Намного больше в городе осталось от Довлатова. Несмотря на то что самую злую свою книжку Сергей написал об Эстонии, именно он, “сын армянки и еврея, объявленный эстонским националистом”, стал русским патроном Таллинна. На нем примирились две общины, которым Довлатов служит мостом. Эстонские политики, в чем мне довелось убедиться, цитируют его книги по-русски и читают по-эстонски. Со спикером парламента я разговорился.
– Трудно управлять маленькой страной, – сказал он за рюмкой в буфете.
– Соседи с Востока беспокоят, – понимающе закивал я.
– Нет, со всех сторон, тут же все всех знают, бутылки сдавать пойдешь, обязательно кого-нибудь встретишь. Я и от охраны отказался – засмеют.
Миниатюрная столица на краю небольшой страны, Таллинн был редкой жемчужиной. Не разбавленная Ренессансом и не утопленная в барокко готика предстает дремучей, колючей и монохромной. Особенно в скандинавской, ободранной Реформацией версии. Тут можно было бы снимать Бергмана: белые стены, белые ночи, белесое море – не вопль, а стон духа. Но всю эту лишенную излишеств веру и эстетику преобразует безошибочно сказочный фон. Я, например, попал в музей марципана. Витрину украшали вылепленные из него же бюсты: платиновая Мэрилин Монро, позолоченный Элвис Пресли и угольно-черный Эдди Мерфи.
Приезжим Таллинн кажется игрушечным, местные не спорят и охотно подыгрывают. На Ратушной площади гудит воскресный базар. Больше всего кукол, изображающих викингов.
– А я-то думал, – пристал я к продавцу, – что эсты были пиратами.

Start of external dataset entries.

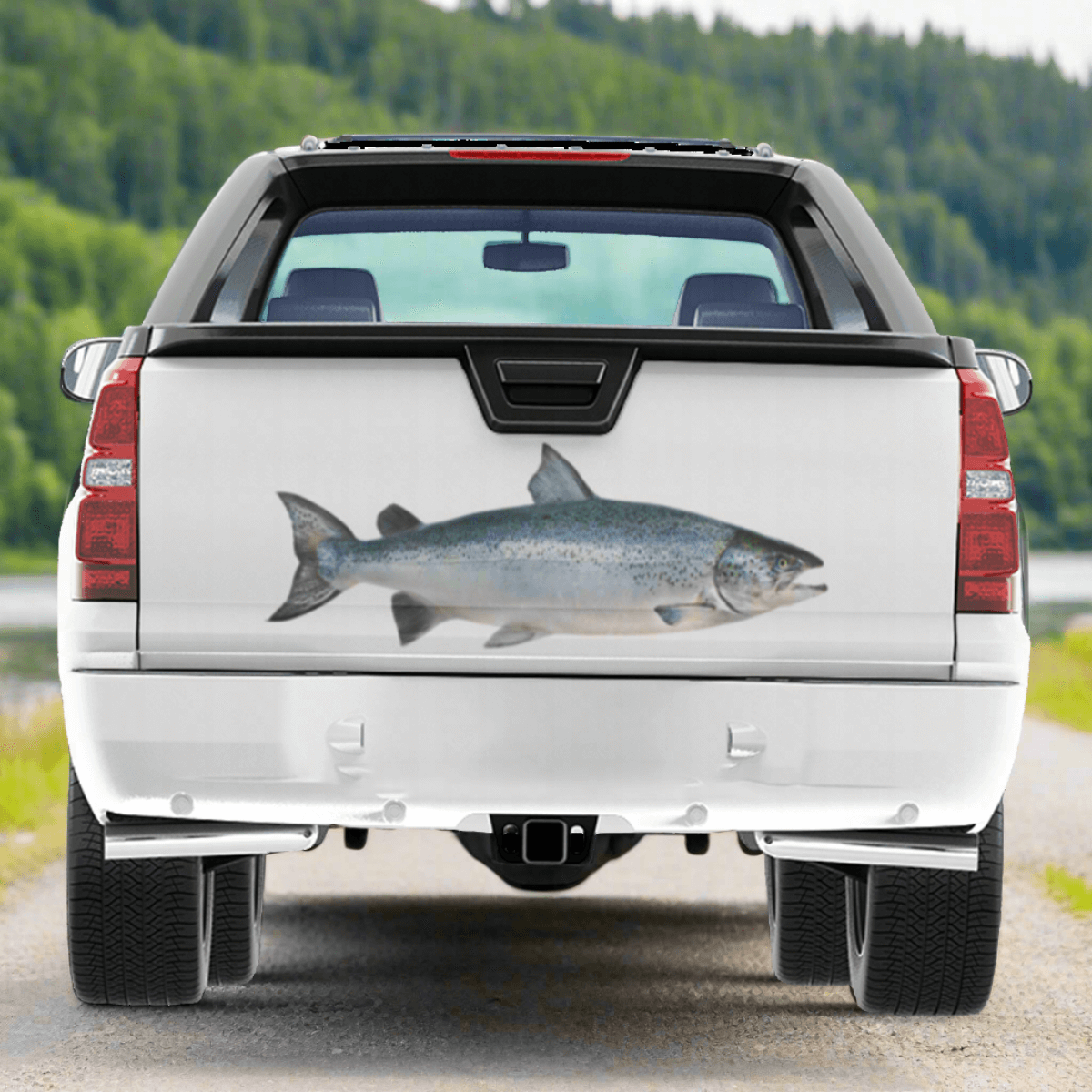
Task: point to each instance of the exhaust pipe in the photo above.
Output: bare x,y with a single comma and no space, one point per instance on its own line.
145,841
904,849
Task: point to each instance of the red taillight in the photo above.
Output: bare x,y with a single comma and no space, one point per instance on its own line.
106,532
988,538
539,156
115,420
106,524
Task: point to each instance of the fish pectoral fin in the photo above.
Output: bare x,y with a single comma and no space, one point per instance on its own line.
674,615
557,480
512,634
414,617
394,519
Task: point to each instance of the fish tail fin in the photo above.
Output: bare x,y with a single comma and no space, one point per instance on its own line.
414,617
311,525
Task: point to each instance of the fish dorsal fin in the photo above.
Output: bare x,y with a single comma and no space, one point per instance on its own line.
394,519
556,480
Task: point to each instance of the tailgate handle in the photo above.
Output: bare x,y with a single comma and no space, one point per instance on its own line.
551,382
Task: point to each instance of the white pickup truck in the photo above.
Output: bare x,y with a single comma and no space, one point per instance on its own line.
556,492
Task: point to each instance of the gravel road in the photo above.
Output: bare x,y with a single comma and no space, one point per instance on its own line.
410,966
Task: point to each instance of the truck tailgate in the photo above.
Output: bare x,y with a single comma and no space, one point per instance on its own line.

– Те же викинги, – парировал он.
Момент истины настиг меня в Ратуше, которую нельзя не узнать из-за флюгера Старого Томаса.
– Кем он, собственно, был? – спросил я у кассы.

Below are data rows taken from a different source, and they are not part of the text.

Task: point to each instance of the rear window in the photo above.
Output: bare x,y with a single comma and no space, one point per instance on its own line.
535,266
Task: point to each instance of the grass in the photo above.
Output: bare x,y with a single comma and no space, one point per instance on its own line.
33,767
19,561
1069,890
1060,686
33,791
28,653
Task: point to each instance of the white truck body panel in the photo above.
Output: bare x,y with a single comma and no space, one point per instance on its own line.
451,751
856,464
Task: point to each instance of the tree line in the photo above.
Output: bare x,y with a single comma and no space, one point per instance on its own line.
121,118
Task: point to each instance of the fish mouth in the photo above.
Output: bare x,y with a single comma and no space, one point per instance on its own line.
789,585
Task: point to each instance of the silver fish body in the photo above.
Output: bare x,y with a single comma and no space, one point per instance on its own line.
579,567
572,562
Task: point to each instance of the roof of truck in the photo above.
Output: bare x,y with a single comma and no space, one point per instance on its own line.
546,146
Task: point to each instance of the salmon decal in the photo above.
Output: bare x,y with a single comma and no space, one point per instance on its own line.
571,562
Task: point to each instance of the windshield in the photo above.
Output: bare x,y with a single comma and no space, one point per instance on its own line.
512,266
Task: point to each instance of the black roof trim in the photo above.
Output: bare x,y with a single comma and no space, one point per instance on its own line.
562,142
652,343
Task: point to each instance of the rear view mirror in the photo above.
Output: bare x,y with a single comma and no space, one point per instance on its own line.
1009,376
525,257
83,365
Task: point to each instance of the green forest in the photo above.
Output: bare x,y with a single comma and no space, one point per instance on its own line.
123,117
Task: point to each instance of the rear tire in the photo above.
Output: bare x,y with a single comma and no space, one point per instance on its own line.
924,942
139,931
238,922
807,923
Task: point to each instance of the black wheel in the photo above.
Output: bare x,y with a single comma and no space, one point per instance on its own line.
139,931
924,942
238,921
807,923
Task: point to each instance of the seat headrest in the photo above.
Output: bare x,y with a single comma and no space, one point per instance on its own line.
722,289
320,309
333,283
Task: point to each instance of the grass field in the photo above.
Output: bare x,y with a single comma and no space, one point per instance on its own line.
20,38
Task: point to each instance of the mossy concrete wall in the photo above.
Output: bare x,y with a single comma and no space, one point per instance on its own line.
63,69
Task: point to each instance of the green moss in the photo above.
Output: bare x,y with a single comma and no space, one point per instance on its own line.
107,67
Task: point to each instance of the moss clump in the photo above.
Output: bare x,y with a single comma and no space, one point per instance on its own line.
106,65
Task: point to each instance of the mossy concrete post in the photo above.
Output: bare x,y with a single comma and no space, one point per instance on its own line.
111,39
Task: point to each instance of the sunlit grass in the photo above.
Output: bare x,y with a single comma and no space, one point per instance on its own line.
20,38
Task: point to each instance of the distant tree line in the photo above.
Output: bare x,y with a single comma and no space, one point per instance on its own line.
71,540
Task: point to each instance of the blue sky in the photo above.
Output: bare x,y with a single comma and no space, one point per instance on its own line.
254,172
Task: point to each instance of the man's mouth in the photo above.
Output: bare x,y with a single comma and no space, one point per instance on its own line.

– Вымыслом, – вздохнула девица, но с ней тут же заспорили товарки, и я ушел в кривые двери, не дождавшись финала исторической дискуссии.

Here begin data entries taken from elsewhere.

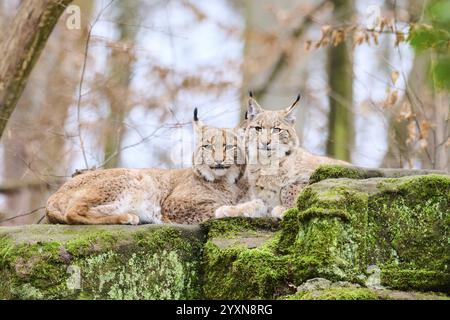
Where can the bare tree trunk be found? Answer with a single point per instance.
(340, 73)
(121, 63)
(22, 47)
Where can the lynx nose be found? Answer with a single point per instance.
(265, 145)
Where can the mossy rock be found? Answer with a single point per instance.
(100, 262)
(240, 260)
(343, 226)
(355, 172)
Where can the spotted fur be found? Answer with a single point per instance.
(132, 196)
(278, 168)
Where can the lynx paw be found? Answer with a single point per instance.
(226, 211)
(131, 219)
(254, 209)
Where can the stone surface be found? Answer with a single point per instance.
(353, 237)
(100, 262)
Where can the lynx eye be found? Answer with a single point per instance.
(276, 130)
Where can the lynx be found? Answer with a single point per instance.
(278, 168)
(133, 196)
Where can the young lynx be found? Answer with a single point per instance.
(132, 196)
(277, 167)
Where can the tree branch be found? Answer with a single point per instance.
(21, 48)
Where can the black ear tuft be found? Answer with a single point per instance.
(195, 114)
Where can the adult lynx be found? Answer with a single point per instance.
(132, 196)
(278, 168)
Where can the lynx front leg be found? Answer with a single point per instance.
(81, 214)
(277, 212)
(254, 209)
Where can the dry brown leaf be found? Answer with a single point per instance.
(405, 112)
(394, 76)
(412, 133)
(399, 37)
(392, 99)
(423, 143)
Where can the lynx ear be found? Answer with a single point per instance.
(253, 107)
(196, 122)
(290, 111)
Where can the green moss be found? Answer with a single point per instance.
(342, 226)
(337, 171)
(335, 294)
(241, 270)
(116, 262)
(232, 226)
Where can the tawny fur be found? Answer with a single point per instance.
(278, 168)
(132, 196)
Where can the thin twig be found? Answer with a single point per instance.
(80, 87)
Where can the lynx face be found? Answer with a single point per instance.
(270, 133)
(218, 154)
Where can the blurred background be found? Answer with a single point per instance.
(374, 78)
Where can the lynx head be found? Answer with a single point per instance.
(219, 153)
(272, 133)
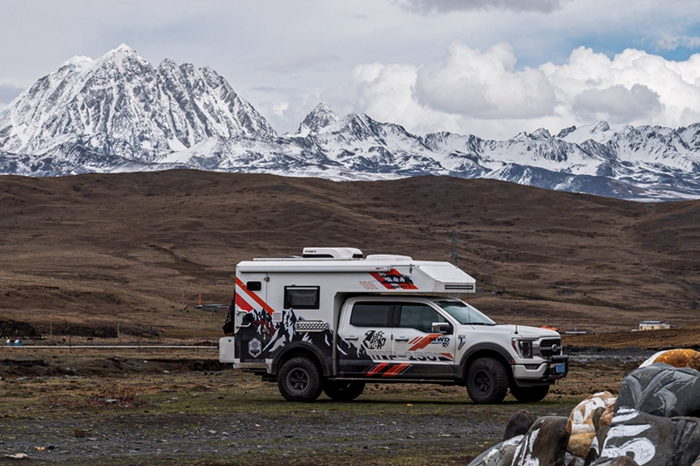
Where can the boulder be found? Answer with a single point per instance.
(619, 461)
(498, 455)
(649, 440)
(580, 444)
(676, 358)
(661, 390)
(606, 417)
(573, 460)
(687, 440)
(583, 418)
(544, 443)
(518, 424)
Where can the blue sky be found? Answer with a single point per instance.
(485, 67)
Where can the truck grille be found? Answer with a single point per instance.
(549, 348)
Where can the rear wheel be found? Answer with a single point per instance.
(487, 381)
(343, 391)
(529, 394)
(299, 379)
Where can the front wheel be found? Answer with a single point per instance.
(343, 391)
(299, 379)
(487, 381)
(529, 394)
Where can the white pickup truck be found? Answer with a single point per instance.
(331, 320)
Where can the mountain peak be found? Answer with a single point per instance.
(320, 117)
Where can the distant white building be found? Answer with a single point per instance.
(654, 325)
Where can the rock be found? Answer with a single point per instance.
(676, 358)
(498, 455)
(661, 390)
(583, 416)
(580, 444)
(606, 417)
(572, 460)
(518, 424)
(619, 461)
(687, 440)
(544, 443)
(649, 440)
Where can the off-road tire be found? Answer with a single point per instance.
(487, 381)
(299, 379)
(529, 394)
(342, 390)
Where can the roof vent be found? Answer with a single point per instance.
(332, 253)
(389, 258)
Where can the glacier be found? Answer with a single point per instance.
(118, 113)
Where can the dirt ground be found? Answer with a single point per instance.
(158, 407)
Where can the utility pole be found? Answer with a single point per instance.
(454, 256)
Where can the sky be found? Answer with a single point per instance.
(492, 68)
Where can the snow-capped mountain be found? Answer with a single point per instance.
(118, 113)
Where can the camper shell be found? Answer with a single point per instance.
(340, 318)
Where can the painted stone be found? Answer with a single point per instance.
(583, 416)
(648, 440)
(545, 443)
(676, 358)
(580, 444)
(619, 461)
(573, 460)
(661, 390)
(498, 455)
(518, 424)
(687, 440)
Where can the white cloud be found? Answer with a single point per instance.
(484, 85)
(617, 104)
(448, 6)
(483, 93)
(669, 42)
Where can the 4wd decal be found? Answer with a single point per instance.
(394, 280)
(374, 339)
(432, 339)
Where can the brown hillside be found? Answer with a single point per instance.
(94, 251)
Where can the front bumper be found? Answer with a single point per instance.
(545, 372)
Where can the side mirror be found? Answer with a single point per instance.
(442, 327)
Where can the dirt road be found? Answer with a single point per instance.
(132, 409)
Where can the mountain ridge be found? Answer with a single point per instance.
(118, 113)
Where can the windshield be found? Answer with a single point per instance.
(464, 313)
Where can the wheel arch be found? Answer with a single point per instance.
(486, 350)
(302, 349)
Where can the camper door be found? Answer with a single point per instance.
(253, 317)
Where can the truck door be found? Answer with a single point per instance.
(422, 352)
(366, 339)
(253, 317)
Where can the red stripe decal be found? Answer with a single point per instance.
(253, 296)
(424, 341)
(376, 369)
(242, 304)
(396, 370)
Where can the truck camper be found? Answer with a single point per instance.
(332, 320)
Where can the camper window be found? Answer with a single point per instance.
(370, 315)
(301, 297)
(419, 316)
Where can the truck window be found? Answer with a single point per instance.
(301, 297)
(419, 316)
(370, 315)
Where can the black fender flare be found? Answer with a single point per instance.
(502, 354)
(324, 360)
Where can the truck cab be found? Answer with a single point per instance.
(344, 321)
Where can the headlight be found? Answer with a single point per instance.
(523, 348)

В просторном зале, где собирались отцы города с XV века, стояли бархатные кресла на полтора зада: дородство почиталось признаком успеха и гарантией надежности. На стенах висели наставляющие власть гобелены: они изображали суд Соломона. Но главное – из окон, если не слишком присматриваться к антеннам и питейному заведению “Тройка”, открывался примерно тот же вид, что и несколько веков назад.
Я точно знаю, что Таллинн таким не был, когда я школьником приехал сюда впервые. Но я точно знаю, что он таким был задолго до того: гордый своей независимостью ганзейский город.
У ящерицы не могут вырасти крылья – только хвост. Способность к регенерации присуща тем счастливым своей древностью городам, которым было что терять. Нью-Йорку, скажем, терять особенно нечего, вот он и растет дичком.
– Горы! – воскликнул Параджанов, впервые увидав наш остров, тесно заставленный небоскребами.
И правда, Нью-Йорк – эпицентр градостроительного хаоса, напрочь лишенного, как сама природа, исторического умысла. Но балтийские столицы – палимпсест: старое проступает сквозь новое и пожирает его. Такие города растут, пятясь.
Рига – другое дело. Она – моя, даже тогда, когда я не узнаю хорошо знакомого. Например, стеклянные часы “Лайма”, возле которых встречались влюбленные. Сперва власти заменили рекламу шоколадной фабрики надписью “МИР”. Потом соорудили просторный сортир. Из него открывался вид на канал и оперу. Теперь на этом месте ресторан: карпаччо из лосося, телячьи щеки в бургундском. И так всюду. В клубе автодорожников “Баранка”, где танцы венчала драка, открыли дегустационный зал с колониальным десертом: хлебный суп в кокосовом орехе. На базар, куда мы ходили лечить похмелье капустным рассолом, водят группы иностранцев, чтобы открыть им сокровенные тайны балтийского угря и латвийской миноги.
– У нас, – жалуется мне старожил, – все помешались: говорят только о еде.